Rezension

Literarisches Vergnügen auf vielen Ebenen

S. - Das Schiff des Theseus (Limitierte Auflage)
von J. J. Abrams Doug Dorst

Bewertet mit 4 Sternen

Ich bin ehrlich: als ich zum ersten Mal „Das Schiff des Theseus“ mitsamt des nun nicht wirklich in einer schönen Farbe gehaltenen Schubers sah, war ich etwas entsetzt, was so ein altbackenes Buch den Hype und vor allem den stolzen Preis verdient hätte. Aber das war eben nur oberflächliche Kriterien. Also habe ich mich dran gegeben, mich informiert und schließlich beschlossen: DAS muss ich haben!

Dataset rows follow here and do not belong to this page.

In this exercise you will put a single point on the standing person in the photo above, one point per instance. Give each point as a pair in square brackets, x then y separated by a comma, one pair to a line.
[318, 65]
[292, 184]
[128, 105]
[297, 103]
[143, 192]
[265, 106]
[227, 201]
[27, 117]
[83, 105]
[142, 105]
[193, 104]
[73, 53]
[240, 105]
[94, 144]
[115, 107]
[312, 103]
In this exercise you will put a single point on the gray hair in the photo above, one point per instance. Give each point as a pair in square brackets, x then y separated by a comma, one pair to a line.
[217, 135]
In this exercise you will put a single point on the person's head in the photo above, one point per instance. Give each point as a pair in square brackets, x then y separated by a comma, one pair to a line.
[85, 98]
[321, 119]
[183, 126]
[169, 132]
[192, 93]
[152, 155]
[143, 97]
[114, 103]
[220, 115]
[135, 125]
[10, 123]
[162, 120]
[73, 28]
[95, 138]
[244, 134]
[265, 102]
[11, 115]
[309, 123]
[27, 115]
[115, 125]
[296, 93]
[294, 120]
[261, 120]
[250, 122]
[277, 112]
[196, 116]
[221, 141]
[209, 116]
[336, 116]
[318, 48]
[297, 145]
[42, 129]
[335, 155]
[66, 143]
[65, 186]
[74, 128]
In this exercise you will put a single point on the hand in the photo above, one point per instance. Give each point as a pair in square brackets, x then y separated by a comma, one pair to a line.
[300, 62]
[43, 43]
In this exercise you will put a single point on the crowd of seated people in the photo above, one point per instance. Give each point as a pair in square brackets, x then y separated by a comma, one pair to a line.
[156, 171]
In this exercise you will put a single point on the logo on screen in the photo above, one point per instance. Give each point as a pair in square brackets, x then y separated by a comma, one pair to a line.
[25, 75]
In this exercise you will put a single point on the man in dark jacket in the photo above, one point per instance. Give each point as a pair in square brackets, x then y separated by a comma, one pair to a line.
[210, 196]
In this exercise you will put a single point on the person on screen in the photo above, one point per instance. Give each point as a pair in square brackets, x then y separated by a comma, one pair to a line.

Bis ich es dann tatsächlich gelesen habe, hat fast noch einmal ein Jahr gedauert. Mir war klar, dass so ein Werk Zeit brauchen würde und ich hatte Sorge, dass ich dem Inhalt nicht gerecht werde oder vielleicht sogar das Gefühl habe, dass ich mich zu lange an diesem Buch aufhalte und andere Buchperlen verpasse, denn die Zeit fliegt nun mal. Aber letztlich habe ich mir die Zeit genommen und bin dem Buch sicherlich gerecht geworden.

Alleine die Grundidee ist natürlich genial. Als Studentin leihe ich mir selbst ständig Bücher aus, kenne es also, wenn man auf Kommentare von vorherigen Ausleihern stößt. Gleichzeitig bin ich selbst Wissenschaftlerin, ich kenne mich mit solchen Spekulationen rund um Autorschaft etc. aus, daher hat sich für mich ein toller Mix an Themen ergeben, die unmittelbar mit meinem Leben zu tun haben.

Daher war ich eben vor allem leidenschaftlicher Fan der Randgeschichte, die ja auch eine Liebesgeschichte war. Und gerade so unübliche Liebesgeschichten, die unheimlich authentisch sind, sind mir ja am liebsten. Ich fand es süß Jen und Eric über die Jahre zu begleiten, ihre gemeinsame Geschichte zu erleben. Über Randbemerkungen kann man sich sicherlich nicht so ein Bild von einer Figur machen, wie es in anderen Geschichten mit intensiven Innenperspektiven gelingt. Dennoch habe ich Eric und Jen kennen und wertschätzen gelernt.

Schwieriger war dann letztlich die eigentliche Geschichte des vermeintlichen Autors V.M Straka und dem S. Sie entspricht nicht meinem üblichen Beuteschema an Literatur in meiner Freizeit, sondern eher der Literatur, die mir im Studium begegnet ist und über die mit anderen Studenten heftig diskutiert wurde, Essays und Hausarbeiten geschrieben wurde. Daher war es schwierig für mich den Spagat zwischen Eric und Jens Geschichte und der Geschichte des S. zu finden. Dadurch, dass beides ja fest miteinander verwoben war, musste ich ja auch ständig geistig hin und her springen und dieses anstrengende Lesen kostet Zeit. Aber letztlich ist es Zeit, die sich lohnt, denn es werden so viele unterschiedliche Leseebenen geboten, die die unterschiedlichsten Emotionen hervorrufen, dass man das Gesamtwerk wirklich nur als Vergnügen bewerten kann.

Fazit: Alleine die Grundidee von J. J. Abrams und Doug Dorst ist schon genial, die liebevolle und detailgetreue und vor allem aufwendige Umsetzung nur noch bewundernswert, da muss man sich einfach Zeit nehmen für den Inhalt zwischen den Buchdeckeln. Es fordert Zeit, es fordert höchste Konzentration, es fordert Mitdenken, belohnt dafür aber mit einem Meisterwerk!